EoinDavey / tsPEG

PEG Parser Generator for TypeScript
Mozilla Public License 2.0
195 stars 7 forks source link

Backtracking fails to find valid parse #53

Closed dylhunn closed 7 months ago

dylhunn commented 7 months ago

Consider the following grammar:

file := statement*$

statement := declaration | expression

declaration := identifier _ ':=' _ expression

expression := literal | binary | identifier

identifier := '[_a-zA-Z][_a-zA-Z0-9]*'

binary := literal _ { '\+' | '-' | '/' | '\*' } _ literal

literal := '[0-9]+' | '\'.*\''

// optional whitespace
_  := '[ \t\r\n]*'

// mandatory whitespace
__ := '[ \t\r\n]+'

Trying to parse the expression 24 - 444 fails with Syntax Error at line 1:2. Expected one of '[_a-zA-Z][_a-zA-Z0-9]*', '[0-9]+', '\'.*\'', EOF in array.. However, rewriting the expression rule to expression := binary | identifier | literal causes the parse to succeed.

Shouldn't the parser backtrack to find the valid parse?

dylhunn commented 7 months ago

It's of course possible that I'm "holding it wrong," and every rule eagerly matches left-to-right. But this seemed wrong; I thought rules were supposed to be order-insensitive.

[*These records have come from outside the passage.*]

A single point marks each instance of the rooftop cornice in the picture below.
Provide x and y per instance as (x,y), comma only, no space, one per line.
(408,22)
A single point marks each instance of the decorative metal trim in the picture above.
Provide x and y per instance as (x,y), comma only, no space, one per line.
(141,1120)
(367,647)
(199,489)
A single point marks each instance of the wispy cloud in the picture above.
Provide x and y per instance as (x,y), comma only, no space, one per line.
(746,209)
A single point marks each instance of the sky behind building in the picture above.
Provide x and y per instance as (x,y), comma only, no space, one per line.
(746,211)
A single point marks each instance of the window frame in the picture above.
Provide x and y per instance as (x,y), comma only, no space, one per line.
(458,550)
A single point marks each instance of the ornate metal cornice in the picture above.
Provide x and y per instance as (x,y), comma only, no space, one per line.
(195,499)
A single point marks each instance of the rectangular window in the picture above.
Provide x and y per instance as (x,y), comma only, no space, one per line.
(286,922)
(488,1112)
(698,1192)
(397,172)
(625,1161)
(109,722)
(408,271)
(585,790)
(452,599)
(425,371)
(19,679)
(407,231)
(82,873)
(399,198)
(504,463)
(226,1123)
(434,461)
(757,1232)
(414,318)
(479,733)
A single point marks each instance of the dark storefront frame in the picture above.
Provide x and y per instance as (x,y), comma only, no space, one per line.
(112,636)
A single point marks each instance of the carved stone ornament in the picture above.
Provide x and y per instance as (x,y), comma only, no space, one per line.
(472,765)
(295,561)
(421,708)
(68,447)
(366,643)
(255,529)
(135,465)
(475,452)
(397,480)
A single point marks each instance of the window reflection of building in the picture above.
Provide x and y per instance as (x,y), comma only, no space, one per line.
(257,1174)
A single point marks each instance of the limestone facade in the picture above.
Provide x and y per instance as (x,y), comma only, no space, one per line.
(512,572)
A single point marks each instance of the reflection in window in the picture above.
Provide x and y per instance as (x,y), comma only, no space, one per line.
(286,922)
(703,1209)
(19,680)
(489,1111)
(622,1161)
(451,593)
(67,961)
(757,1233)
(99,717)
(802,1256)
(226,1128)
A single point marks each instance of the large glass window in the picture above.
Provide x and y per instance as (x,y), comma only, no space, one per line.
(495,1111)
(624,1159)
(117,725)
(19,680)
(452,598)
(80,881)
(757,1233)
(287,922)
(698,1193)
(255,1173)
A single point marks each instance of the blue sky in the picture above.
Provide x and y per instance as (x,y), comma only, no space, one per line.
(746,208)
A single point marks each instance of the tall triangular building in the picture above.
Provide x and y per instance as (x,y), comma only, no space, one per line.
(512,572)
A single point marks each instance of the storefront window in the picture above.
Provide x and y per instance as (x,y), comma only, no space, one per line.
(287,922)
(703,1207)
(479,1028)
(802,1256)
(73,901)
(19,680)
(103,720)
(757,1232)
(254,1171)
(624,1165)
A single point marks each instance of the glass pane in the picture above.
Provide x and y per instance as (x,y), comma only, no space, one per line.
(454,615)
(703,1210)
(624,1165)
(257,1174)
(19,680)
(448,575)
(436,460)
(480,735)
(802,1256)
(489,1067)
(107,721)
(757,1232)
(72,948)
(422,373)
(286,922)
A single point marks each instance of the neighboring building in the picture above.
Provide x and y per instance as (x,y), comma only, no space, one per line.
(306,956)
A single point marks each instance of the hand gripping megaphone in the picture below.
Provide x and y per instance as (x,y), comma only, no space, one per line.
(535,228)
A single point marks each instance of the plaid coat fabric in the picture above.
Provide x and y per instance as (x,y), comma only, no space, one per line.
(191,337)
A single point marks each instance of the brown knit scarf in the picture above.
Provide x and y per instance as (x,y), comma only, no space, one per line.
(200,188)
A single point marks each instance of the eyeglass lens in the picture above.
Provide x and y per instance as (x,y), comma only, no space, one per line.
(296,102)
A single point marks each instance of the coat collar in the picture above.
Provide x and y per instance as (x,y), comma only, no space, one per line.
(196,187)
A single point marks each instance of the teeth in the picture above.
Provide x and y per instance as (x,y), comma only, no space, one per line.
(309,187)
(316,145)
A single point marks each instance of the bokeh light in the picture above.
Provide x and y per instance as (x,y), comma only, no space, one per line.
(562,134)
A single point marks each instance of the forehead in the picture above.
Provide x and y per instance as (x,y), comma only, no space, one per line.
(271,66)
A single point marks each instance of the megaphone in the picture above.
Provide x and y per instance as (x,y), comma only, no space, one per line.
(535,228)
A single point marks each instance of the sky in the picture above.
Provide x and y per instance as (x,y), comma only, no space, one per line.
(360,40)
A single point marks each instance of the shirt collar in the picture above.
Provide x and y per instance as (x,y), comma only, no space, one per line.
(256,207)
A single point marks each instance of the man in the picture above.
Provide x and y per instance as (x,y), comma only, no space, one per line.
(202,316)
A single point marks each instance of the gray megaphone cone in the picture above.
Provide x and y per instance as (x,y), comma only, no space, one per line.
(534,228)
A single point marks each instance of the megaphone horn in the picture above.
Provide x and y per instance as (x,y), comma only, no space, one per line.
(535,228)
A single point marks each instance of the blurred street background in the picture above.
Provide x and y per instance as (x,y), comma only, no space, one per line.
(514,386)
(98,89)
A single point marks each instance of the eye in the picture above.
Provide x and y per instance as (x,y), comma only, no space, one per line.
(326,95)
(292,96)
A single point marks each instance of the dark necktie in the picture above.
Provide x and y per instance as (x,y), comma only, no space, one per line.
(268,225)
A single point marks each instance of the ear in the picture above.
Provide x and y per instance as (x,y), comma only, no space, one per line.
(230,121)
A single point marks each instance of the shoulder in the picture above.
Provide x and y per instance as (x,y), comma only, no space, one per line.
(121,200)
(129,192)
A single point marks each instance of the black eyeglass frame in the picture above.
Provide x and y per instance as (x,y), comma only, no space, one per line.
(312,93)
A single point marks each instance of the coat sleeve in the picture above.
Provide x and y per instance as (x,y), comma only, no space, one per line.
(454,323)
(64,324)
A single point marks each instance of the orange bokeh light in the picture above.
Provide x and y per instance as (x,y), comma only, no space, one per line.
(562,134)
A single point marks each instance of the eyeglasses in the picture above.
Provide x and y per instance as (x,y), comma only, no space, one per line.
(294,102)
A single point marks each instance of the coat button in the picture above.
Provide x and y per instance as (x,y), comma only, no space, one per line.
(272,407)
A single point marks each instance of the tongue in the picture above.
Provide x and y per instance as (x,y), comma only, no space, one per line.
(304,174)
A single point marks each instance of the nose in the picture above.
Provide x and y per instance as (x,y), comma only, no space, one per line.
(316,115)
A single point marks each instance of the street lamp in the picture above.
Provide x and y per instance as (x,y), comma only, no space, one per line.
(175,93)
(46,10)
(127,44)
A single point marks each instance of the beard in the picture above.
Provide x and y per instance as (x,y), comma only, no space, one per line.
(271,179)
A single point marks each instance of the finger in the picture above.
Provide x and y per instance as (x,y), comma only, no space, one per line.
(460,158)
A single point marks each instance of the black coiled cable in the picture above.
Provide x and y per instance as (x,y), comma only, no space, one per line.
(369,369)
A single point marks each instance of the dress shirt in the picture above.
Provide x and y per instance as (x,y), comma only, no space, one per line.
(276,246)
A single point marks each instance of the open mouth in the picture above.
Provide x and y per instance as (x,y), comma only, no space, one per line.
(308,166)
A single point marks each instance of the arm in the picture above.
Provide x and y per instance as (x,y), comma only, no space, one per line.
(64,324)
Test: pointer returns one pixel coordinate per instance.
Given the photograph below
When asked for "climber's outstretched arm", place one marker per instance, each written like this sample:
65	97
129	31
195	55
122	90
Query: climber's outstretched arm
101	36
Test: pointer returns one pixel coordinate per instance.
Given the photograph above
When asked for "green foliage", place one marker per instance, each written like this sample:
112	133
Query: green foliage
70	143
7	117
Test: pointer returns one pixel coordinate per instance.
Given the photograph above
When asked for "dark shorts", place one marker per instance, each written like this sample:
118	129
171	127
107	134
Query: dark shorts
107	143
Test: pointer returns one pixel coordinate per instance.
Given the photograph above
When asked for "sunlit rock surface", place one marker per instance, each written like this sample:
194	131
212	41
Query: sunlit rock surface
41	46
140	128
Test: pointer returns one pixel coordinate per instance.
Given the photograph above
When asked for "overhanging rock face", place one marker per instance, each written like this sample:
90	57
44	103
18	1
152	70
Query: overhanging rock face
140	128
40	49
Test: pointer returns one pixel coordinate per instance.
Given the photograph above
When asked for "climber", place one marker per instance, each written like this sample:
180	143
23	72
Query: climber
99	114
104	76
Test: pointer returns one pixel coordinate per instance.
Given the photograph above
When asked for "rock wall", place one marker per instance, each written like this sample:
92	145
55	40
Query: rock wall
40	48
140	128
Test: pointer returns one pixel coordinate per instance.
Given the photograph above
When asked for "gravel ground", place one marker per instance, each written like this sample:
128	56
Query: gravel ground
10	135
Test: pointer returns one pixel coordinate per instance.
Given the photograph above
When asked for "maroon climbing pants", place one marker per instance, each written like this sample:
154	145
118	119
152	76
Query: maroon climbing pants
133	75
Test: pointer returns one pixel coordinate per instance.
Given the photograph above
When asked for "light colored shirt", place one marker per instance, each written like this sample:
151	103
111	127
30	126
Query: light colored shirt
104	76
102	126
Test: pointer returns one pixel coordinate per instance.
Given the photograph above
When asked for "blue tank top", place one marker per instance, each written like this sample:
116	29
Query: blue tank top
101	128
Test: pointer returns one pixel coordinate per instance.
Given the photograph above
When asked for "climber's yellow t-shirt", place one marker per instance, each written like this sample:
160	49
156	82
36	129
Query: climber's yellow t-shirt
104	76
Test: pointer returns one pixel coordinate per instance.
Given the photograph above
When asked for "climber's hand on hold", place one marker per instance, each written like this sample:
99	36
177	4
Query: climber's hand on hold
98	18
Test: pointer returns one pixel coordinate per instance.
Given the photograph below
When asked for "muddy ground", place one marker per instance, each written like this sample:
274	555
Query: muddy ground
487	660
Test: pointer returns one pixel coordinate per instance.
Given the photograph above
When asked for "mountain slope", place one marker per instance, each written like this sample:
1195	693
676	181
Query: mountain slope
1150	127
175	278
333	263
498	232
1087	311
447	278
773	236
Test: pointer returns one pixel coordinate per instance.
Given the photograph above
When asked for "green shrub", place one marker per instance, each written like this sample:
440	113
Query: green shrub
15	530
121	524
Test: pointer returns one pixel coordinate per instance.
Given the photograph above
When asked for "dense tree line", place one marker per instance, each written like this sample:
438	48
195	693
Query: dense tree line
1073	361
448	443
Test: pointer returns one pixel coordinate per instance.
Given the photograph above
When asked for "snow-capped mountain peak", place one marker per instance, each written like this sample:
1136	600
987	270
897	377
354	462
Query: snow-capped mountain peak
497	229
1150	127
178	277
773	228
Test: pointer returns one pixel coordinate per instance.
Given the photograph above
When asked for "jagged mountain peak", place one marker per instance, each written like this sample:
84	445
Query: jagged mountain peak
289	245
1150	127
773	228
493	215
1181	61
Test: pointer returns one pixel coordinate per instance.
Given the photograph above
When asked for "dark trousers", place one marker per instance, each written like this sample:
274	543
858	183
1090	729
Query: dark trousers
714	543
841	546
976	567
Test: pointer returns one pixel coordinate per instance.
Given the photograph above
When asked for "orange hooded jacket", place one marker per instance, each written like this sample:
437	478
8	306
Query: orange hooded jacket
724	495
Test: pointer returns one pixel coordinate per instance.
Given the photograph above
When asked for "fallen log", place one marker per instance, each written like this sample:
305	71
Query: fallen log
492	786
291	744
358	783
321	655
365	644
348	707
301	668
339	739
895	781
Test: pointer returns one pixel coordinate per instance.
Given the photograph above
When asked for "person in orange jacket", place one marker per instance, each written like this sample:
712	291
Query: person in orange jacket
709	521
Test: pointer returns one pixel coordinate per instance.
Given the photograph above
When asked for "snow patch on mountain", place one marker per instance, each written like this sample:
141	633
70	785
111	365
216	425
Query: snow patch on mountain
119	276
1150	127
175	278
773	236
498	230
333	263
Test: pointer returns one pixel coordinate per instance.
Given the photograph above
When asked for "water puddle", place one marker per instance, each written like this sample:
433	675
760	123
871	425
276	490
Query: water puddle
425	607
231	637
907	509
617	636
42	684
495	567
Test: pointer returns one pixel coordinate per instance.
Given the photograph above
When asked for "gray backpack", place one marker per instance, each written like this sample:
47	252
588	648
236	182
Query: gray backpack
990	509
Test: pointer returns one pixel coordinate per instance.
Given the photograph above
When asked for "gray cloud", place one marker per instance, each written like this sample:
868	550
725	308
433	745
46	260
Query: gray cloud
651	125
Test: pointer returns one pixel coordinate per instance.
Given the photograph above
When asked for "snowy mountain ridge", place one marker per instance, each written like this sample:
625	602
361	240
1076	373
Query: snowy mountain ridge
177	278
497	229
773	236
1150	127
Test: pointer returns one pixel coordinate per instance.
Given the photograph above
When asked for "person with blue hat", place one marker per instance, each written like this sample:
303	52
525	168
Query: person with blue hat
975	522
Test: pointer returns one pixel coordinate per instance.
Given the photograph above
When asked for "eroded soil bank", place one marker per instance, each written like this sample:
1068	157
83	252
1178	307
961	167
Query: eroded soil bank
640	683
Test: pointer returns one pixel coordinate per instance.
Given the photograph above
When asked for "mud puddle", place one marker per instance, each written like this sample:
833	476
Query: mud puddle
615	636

EoinDavey commented 7 months ago

Hi Dylan,

Unfortunately rules are order sensitive as you suspect. The backtracking will not try to match a rule which has already succeeded. i.e. when it attempts to match expression it will try literal first, which does match. It then considers the expression rule "matched" at this position in the string and won't try again here with binary or identifier.

This should be made more clear in the documentation, apologies for that.

In general if you have rules A and B where A can match a prefix of a string that B would match, I recommend putting B before A in a disjunction (B | A).